Your technique is not wrong but it leaves little room for operational and environmental variation...lets us break down your technique before you start tearing your engine apart looking for a problem that may not be there:
Start procedure:
1/4" throttle
This increases the air volume, which increases the amount of fuel vapor required to light off, which subsequently requires more liquid fuel. How much more? Depends primarily on fuel temperature. The fact is if your engine idles well under normal operations, there is zero need to start a cold engine with 1/4" throttle. Especially if you have the mixture to idle cutoff (don't recommend), because you're just introducing more air, and no fuel.
What is 1/4" anyway? We really have no idea exactly what this equates to in fuel/air. It's really a technique we probably brought over from another aircraft type. However, the funny thing is, you can have the same engine hung on different aircraft types but the starting procedure in the POH is completely different. Why? There is no reason. However, you do know exactly what idle is on every engine because there's a physical stop and if things are adjusted correctly, the engine runs just great there.
Boost pump on about 5 seconds with mixture full rich
Obviously you're priming here, but you only have the throttle cracked at 1/4". You may need more...especially a cold start. 60 degrees may not seem warm but it's not, when you're trying to vaporize fuel. Remember, no fuel can't burn unless vaporized. Not even wood (a fuel) can burn. It must heat to the point a vapor is created to ignite. Don't believe me...google "How's does wood burn?" Jet-A...not technically flammable because it takes temperature >100F to create the required
vapor. Fuel is the same way...you need to get fuel
vapor, and cooler days and cold engines it takes more gas. How much more? That's the variable we can focus on because if you use the zero throttle technique every time, then you removed the air variable.
Mixture to idle cutoff
There is no reason to start this way, unless you're starting using the primer only which is not a normal technique on an opposed engine as it's injected into the jug rather that the blower on a radial, and it's a learned skill that has a lot of variability. We're trying to eliminate those in our starts.
Pump off
To stop the priming
Crank
On catching, Advance the mixture.
Try starting with the mixture full rich as others have suggested. Again, eliminating another variable! The timing and rate at which you reintroduce normally metered fuel should not be a concern to the pilot during a critical stage. Regardless of what you've been taught in fuel injected opposed engine ...think of the logic...you're dumping a bunch of fuel into a cylinder intake only to cut it off to the induction system. It doesn't make the remote amount of sense. Your incoming air should have the normal fuel vapor in it to sustain combustion.

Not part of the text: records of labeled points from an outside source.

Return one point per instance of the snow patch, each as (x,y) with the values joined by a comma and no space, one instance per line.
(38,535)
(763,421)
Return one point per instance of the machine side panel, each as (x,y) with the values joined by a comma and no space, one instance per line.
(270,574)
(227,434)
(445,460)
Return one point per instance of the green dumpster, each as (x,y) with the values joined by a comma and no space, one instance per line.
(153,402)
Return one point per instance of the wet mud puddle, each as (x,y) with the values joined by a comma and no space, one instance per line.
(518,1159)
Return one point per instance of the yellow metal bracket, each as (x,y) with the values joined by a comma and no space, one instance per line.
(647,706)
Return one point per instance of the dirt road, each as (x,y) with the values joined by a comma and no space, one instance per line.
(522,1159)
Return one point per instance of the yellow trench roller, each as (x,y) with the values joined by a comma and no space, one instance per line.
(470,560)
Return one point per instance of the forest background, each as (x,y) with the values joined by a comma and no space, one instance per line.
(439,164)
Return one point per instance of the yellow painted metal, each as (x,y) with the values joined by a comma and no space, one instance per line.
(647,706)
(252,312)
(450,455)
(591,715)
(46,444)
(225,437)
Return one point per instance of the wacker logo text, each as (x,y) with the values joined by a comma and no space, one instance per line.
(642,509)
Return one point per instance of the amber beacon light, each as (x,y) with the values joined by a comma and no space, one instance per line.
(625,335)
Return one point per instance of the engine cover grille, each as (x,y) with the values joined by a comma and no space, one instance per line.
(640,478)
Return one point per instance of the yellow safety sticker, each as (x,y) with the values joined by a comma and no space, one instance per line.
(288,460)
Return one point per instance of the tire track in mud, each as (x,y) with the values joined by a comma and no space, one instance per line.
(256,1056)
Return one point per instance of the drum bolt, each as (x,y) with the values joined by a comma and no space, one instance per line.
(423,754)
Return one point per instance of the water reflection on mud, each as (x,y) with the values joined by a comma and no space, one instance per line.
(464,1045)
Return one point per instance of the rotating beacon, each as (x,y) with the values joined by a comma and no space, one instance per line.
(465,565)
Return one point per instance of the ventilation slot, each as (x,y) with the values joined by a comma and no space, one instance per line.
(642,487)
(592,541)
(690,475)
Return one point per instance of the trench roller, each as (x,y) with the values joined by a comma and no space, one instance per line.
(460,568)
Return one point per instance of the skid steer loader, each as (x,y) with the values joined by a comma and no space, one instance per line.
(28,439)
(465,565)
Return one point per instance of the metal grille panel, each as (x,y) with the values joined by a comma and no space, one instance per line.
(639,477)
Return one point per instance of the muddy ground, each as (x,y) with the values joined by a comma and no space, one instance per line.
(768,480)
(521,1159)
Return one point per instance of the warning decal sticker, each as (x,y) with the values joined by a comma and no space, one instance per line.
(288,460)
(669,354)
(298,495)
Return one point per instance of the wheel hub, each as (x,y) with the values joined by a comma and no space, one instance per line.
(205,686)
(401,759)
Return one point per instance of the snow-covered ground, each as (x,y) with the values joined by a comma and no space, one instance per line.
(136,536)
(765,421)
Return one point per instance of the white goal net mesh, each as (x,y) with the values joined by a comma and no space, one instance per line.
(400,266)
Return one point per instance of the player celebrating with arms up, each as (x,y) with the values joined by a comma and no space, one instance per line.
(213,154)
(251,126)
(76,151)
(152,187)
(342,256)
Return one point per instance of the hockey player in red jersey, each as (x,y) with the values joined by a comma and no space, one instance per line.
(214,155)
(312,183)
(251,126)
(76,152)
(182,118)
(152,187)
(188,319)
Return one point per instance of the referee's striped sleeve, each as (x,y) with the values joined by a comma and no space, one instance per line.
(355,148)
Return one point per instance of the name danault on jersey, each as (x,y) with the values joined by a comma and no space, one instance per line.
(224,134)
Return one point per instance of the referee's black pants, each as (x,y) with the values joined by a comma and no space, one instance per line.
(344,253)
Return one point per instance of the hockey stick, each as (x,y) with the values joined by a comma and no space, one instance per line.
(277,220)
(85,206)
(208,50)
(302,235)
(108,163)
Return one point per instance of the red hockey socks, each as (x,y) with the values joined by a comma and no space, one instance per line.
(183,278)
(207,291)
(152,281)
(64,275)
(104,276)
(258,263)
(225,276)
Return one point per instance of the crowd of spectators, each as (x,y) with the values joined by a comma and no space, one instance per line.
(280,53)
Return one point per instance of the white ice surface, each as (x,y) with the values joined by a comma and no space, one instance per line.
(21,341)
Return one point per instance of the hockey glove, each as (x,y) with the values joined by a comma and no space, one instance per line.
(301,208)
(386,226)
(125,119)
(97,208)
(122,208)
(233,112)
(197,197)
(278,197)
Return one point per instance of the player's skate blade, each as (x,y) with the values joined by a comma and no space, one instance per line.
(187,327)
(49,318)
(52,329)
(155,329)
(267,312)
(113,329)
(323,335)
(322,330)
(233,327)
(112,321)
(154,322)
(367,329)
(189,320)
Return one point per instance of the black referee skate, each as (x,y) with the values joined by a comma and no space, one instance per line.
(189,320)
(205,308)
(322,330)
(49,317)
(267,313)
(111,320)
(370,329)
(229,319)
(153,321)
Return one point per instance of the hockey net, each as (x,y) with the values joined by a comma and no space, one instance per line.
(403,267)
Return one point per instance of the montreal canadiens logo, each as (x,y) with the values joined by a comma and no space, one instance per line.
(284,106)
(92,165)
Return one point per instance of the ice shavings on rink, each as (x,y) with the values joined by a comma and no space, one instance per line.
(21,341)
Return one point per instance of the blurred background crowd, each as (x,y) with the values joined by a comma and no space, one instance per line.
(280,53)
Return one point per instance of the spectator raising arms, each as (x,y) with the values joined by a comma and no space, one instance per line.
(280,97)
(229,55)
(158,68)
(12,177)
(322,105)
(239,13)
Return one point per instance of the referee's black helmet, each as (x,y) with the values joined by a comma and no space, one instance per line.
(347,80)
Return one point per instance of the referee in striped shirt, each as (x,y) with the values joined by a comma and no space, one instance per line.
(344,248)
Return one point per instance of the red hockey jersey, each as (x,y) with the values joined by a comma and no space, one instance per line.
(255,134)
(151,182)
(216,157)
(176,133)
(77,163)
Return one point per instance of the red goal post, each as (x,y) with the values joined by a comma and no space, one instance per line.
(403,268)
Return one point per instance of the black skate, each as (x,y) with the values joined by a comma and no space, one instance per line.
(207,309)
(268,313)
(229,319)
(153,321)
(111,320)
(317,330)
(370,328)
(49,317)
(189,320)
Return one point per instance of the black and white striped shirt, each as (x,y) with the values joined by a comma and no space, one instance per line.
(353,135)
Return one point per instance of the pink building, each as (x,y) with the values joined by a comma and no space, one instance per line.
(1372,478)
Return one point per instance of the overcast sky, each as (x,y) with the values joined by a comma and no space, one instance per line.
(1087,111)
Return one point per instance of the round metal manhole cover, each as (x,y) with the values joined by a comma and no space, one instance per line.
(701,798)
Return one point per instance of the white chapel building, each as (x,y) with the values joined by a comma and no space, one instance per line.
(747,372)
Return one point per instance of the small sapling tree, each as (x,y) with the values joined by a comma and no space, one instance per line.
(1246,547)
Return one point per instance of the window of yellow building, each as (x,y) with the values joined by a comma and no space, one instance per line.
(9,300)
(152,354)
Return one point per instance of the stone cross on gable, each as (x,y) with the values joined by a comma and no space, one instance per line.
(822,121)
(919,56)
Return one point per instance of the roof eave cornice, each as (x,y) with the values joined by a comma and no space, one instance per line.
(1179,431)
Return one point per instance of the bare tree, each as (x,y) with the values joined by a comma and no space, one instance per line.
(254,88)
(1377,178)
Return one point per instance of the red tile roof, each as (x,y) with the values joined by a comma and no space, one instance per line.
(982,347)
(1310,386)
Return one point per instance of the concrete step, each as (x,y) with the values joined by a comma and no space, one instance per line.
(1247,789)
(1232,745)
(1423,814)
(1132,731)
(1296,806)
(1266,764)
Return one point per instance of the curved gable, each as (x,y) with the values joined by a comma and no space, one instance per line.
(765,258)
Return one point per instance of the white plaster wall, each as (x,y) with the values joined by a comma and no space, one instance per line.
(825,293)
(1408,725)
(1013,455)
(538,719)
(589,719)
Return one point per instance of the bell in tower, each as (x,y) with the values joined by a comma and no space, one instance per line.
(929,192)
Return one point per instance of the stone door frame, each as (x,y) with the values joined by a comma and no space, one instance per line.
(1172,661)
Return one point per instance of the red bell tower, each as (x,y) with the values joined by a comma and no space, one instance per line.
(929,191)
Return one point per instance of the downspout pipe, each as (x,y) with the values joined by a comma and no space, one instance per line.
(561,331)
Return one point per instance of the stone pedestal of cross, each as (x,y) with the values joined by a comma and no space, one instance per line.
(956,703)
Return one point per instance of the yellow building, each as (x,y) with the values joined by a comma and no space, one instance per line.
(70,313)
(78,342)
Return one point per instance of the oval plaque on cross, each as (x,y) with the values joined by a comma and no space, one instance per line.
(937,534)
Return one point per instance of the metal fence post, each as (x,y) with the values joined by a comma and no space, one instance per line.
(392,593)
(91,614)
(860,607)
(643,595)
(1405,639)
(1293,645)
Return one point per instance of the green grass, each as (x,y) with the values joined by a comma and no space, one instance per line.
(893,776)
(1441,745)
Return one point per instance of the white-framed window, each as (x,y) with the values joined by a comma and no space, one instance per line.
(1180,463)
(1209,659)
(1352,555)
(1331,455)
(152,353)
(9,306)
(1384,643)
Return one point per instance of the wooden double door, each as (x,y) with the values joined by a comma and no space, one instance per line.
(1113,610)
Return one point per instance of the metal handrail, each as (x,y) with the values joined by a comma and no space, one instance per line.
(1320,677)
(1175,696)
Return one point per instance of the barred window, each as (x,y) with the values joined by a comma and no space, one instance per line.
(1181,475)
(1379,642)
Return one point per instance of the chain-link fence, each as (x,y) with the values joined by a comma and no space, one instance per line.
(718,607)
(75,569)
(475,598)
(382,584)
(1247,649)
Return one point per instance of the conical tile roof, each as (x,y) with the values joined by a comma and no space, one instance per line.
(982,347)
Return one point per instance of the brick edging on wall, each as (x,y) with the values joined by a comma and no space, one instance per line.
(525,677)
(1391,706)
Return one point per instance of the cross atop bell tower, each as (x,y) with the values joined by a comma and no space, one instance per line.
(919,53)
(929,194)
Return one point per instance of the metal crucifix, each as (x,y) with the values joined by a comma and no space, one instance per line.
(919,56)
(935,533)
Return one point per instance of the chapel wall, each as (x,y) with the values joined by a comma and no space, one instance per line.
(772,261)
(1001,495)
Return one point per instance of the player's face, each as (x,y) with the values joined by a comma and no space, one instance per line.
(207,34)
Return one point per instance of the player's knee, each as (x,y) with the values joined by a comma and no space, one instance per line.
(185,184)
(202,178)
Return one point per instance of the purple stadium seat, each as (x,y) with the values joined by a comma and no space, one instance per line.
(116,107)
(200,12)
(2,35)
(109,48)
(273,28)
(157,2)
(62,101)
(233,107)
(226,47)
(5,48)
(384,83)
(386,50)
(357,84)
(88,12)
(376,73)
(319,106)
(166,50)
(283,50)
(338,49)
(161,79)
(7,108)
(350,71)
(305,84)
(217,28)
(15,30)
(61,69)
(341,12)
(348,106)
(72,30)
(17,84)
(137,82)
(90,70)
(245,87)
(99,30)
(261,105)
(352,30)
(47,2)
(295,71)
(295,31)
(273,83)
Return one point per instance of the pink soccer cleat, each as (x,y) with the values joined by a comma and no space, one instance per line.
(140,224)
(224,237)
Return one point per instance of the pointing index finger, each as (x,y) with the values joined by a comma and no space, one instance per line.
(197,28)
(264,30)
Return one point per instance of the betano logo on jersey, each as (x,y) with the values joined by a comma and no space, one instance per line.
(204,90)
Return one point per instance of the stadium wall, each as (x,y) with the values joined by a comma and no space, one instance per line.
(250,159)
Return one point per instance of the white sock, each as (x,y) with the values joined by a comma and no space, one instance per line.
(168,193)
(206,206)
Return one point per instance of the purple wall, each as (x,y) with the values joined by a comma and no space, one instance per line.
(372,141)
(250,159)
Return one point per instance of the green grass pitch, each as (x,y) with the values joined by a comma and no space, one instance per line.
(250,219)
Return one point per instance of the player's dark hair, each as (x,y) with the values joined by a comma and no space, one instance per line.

I'm not saying there isn't something wrong here. Induction leak? Ignition? Clogged injector? Maybe, but if your engine runs normal otherwise than the likelihood of a weak component showing up during only a start is small and probably ignition related, but probably not if things light off normally. The easiest thing you can do is eliminate the marginal technique. We were all taught this technique and I used it for years before the enlightenment, but the starting struggles were always there until then. That's why there's so many opinions on starting, because it has been such a PITA since we were all taught it wrong.
I have a carb, so my technique is different but most certainly is at idle throttle every time to eliminate one of the starting variables.